Sure, but you still want your speaker to recreate the input audio accurately.
Any subjective effect desired can be added either when recording or after. If
said effect is however "built-in" to the speaker you can't then go and turn it
off if desired.

------
rabbadabba_88
Lots of things wrong with this.

1) $1k is nothing in the world of hi-fi. Unfortunately, loudspeakers are one
product where price absolutely does matter. Why? Well designed drivers tend to
be expensive and have heavy magnets (or even more expensive rare-earth
magnets). Acoustically non-harmful cabinets are expensive to produce and heavy
to ship. The speakers they're comparing them to are not hi-fi. They're cheap
home theater speakers.

2) Flat frequency response is a small part of perceived sound quality. Thought
experiment: Buy $10 computer speakers and EQ them flat with a software EQ. Do
they magically sound good? Of course not. Distortion, off-axis response, room
interaction -- these are just as important.

3) "Audiophile" quality usually means a strong / stable phantom image. Most
people haven't heard this before since true hi-fi system are rare. A properly
designed system in a properly set up a room, with a properly recorded album --
the illusion that the band is in the room with you is very strong. This isn't
even possible with a mono speaker.

4) Small speakers do not produce a meaningful amount of bass at normal
listening levels. No amount of DSP can cheat physics. Without the lowest 1-2
octaves, you do not have high fidelity.

I have a small Sony bluetooth speaker on my desk. It's acoustically somewhat
similar to the HomePod in the sense that it has high frequency drivers crossed
over to a (inadequate) bass driver at a relatively low frequency. This type of
design can have a pronounced clarity in the vocal range, which can be nice for
some recordings.

Sony EQ'd the shit out of them and boosted the bass in the 100hz region (or
more accurately and to their credit, shelved everything else). They don't
sound bad. But you can't beat physics. The bass driver is too small. The
stereo pair are too close together to create a phantom image. Their max output
is very limited.

The HomePod isn't any different. Yes, it can EQ itself flat. But for where?
The listening position? It can't EQ any more bass than that small driver is
capable of producing -- which is probably not much below 60-70hz at normal
listening levels. Room modes dominate in-room frequency response below 100hz.
EQ can't fix room modes. More drivers at different positions can. Two (as in a
stereo pair) would be a bit better. Two or three dedicated subwoofers at
random locations would be best (yes, it's that hard to get right).

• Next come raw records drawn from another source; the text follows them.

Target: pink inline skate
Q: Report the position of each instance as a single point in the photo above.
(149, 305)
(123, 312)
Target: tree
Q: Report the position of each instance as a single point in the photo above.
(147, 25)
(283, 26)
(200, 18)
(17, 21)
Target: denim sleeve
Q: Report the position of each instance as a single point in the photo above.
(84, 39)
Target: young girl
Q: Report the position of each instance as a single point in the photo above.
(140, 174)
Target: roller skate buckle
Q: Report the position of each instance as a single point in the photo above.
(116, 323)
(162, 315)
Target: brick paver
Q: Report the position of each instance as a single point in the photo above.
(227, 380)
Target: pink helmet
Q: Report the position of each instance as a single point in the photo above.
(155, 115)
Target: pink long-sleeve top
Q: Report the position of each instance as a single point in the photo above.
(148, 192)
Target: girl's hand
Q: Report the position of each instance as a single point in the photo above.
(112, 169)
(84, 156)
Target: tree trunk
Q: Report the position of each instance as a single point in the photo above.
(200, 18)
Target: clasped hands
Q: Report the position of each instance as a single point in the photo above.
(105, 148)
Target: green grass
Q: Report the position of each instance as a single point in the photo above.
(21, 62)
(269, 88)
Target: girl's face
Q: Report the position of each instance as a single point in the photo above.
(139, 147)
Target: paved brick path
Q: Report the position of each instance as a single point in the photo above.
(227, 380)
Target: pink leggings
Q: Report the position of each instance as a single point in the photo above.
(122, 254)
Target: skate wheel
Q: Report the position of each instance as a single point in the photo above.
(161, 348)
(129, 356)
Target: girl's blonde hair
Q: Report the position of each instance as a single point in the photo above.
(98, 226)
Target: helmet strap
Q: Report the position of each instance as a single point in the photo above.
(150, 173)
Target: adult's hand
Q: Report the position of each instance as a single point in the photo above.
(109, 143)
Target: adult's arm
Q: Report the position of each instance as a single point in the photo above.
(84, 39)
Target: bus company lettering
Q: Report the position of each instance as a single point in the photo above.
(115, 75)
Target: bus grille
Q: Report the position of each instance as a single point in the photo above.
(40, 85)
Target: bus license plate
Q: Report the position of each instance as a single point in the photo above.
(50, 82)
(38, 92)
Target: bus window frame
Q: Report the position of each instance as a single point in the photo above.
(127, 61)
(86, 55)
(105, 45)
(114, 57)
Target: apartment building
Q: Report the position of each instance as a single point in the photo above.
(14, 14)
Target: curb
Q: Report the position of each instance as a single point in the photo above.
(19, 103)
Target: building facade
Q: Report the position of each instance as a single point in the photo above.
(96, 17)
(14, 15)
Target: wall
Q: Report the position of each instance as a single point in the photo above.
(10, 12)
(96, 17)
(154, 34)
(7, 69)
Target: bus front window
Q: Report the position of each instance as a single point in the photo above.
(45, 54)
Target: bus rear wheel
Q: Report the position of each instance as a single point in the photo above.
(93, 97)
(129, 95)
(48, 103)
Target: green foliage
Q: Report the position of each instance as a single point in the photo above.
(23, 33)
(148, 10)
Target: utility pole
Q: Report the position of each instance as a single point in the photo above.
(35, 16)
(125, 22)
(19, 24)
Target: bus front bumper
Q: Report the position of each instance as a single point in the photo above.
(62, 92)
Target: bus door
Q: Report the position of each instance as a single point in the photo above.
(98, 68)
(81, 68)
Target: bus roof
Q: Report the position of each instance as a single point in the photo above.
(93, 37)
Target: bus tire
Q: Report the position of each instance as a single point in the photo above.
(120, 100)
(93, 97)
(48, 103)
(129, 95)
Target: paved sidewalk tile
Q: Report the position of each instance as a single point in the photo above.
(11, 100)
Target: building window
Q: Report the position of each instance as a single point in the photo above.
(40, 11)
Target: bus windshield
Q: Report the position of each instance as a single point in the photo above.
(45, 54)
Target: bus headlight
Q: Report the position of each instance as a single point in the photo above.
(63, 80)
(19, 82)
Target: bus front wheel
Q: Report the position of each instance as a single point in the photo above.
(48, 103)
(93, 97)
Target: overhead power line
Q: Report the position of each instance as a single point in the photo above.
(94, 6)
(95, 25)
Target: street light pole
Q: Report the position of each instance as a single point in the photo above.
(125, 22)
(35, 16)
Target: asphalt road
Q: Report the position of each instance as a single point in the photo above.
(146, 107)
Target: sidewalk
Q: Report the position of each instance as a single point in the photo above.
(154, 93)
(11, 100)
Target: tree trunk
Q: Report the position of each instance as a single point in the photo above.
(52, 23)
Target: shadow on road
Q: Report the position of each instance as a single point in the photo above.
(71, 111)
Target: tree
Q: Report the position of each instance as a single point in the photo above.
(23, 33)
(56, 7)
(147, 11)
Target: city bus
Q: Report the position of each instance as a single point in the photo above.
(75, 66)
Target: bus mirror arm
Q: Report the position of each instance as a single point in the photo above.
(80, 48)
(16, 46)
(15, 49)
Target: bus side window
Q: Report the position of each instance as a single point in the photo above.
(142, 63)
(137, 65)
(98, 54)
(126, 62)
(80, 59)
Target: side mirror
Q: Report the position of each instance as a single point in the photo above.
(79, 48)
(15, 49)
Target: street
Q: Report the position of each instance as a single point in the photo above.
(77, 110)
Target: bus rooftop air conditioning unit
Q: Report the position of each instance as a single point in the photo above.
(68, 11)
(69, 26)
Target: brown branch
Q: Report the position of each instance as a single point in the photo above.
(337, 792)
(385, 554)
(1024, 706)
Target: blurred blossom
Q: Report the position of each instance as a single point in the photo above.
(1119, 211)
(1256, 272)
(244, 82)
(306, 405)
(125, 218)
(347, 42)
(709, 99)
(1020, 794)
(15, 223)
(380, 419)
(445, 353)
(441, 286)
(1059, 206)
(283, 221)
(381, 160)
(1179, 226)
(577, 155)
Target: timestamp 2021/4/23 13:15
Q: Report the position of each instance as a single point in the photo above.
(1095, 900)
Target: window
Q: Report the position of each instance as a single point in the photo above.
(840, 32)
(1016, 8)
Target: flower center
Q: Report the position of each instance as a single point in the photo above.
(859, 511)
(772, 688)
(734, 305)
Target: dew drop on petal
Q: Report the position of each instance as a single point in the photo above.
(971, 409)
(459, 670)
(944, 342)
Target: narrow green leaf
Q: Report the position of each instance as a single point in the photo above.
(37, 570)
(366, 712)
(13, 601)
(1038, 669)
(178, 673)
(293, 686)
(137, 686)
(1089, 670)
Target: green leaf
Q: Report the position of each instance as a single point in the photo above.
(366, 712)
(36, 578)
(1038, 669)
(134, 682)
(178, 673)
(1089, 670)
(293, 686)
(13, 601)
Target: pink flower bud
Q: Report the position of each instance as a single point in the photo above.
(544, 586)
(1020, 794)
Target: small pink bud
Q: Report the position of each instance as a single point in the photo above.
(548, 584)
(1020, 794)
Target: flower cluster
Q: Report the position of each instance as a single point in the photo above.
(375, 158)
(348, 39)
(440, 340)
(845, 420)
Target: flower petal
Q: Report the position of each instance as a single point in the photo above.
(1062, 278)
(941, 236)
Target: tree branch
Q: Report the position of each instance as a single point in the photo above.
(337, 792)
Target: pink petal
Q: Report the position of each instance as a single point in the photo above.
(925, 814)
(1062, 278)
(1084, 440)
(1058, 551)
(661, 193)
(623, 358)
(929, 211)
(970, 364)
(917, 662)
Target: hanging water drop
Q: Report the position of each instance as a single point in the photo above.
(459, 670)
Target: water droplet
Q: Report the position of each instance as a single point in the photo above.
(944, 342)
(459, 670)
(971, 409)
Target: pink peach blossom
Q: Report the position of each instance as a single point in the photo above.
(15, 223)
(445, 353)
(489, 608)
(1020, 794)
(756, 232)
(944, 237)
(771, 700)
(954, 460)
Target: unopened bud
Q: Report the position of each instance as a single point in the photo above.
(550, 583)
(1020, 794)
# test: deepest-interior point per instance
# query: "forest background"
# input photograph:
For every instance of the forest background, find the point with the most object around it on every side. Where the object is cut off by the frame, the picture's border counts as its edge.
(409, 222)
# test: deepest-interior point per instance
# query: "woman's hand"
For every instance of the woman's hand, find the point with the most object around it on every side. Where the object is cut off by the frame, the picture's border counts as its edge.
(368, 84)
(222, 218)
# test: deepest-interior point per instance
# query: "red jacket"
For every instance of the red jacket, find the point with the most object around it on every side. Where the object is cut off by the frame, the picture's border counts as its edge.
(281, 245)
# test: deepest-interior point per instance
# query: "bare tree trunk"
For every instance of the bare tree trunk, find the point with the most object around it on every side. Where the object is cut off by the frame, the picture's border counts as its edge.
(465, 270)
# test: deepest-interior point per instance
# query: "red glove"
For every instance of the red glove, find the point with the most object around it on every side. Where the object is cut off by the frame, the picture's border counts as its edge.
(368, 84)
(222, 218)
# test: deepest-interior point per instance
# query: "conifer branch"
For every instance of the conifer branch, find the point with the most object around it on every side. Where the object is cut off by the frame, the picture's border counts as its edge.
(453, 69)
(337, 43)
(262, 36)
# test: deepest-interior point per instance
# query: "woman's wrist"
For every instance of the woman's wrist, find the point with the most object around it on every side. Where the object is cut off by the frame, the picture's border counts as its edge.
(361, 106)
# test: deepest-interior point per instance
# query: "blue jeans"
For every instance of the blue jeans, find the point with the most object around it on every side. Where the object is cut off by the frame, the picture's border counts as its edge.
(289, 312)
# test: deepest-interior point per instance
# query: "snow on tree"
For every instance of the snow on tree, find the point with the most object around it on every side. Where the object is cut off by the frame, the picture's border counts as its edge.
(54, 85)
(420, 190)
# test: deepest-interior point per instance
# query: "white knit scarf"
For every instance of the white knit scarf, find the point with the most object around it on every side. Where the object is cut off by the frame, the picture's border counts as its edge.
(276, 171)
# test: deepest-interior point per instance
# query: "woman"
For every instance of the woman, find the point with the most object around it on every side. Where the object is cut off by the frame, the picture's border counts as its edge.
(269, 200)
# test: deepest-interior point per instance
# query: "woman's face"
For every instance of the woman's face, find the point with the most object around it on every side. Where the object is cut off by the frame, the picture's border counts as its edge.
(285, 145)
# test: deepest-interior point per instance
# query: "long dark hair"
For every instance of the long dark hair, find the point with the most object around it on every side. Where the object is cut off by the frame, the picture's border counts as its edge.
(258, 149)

EQ also can't fix room contribution above ~1khz if that contribution is
dominated by reflections. Omnidirectional speakers like the HomePod are
actually the worst in this regard. (Directional speakers are the best, but
that's a big topic). These reflections mask the _recorded_ reflections /
timings that allows your brain to construct a phantom -- the band is here --
image.

That's not to say they sound terrible. Omnidirectional speakers can sound
"spacious" because of all of those reflections. A lot of drivers can mean more
output / less distortion. But then you're anchored by your tiny bass driver.
Good? Maybe. High fidelity? No.

The cynic in me says this is guerrilla marketing by Apple. Doesn't really
matter. The product is a good example of what's "killing" Apple -- optimizing
for a set of largely arbitrary metrics to fit the marketing style they seem
incapable of moving beyond.

I put "killing" in quotes because obviously they're doing well. They are
losing core supporters though, myself included. My new top of the line Macbook
Pro has me swearing at least once a day (usually the window server crashing
when I connect external monitors). And that touch bar, FFS...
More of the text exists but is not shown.